Shared genetic influence on frailty and chronic widespread pain: a study from TwinsUK.

Introduction: frailty is an increased vulnerability to adverse health outcomes, across multiple physiological systems, with both environmental and genetic drivers. The two most commonly used measures are Rockwood's frailty index (FI) and Fried's frailty phenotype (FP).
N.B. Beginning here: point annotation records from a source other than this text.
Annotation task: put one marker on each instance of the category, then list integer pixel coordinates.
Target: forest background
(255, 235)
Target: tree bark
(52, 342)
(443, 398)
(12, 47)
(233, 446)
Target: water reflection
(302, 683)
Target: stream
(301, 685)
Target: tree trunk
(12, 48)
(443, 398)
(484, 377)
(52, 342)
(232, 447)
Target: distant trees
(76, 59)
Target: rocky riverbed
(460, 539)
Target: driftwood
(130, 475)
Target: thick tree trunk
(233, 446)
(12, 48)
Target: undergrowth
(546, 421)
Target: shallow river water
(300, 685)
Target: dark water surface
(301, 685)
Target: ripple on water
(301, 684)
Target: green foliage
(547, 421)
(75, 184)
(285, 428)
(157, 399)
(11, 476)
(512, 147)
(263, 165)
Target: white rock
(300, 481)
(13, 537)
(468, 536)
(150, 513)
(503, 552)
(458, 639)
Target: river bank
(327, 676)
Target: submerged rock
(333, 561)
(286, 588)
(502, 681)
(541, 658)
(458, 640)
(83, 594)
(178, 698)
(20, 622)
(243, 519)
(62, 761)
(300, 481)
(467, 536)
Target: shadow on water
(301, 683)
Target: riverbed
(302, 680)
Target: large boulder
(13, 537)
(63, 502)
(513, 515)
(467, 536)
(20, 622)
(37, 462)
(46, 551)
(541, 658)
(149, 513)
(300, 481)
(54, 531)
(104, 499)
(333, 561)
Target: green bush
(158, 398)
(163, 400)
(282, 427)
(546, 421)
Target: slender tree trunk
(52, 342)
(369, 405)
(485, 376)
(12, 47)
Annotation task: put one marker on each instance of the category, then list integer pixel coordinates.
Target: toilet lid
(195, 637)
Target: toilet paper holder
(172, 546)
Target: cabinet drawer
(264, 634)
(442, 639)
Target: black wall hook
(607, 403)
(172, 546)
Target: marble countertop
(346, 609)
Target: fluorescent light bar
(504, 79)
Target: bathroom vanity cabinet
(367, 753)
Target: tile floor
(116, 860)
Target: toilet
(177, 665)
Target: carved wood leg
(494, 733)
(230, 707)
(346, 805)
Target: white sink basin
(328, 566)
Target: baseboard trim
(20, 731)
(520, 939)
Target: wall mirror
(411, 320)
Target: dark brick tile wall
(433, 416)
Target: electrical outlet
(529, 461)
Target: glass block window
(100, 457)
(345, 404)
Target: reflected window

Material and methods: the present study included 3626 individuals from the TwinsUK Adult Twin Registry. We used the classical twin model to determine whether FI and FP share the same latent aetiological factors. We also investigated the relationship between frailty and chronic widespread musculoskeletal pain (CWP), another holistic age-related condition with significant clinical impact. Results: FP and FI shared underlying genetic and environmental aetiology. CWP was associated with both frailty measures, and health deficits appeared to mediate the relationship between phenotypic frailty and pain. Latent genetic factors underpinning CWP were shared with frailty. While frailty was increased in the twins reporting pain, co-twin regression analysis indicated that the relationship between CWP and frailty is reduced after accounting for shared genetic and environmental factors. Conclusions: both measures of frailty tap the same root causes, thus this work helps unify frailty research. We confirmed a strong association between CWP and frailty, and showed a large and significant shared genetic aetiology of both phenomena. Our findings argue against pain being a significant causative factor in the development of frailty, favouring common causation. This study highlights the need to manage CWP in frail individuals and undertake a Comprehensive Geriatric Assessment in individuals presenting with CWP. Finally, the search for genetic factors underpinning CWP and frailty could be aided by integrating measures of pain and frailty.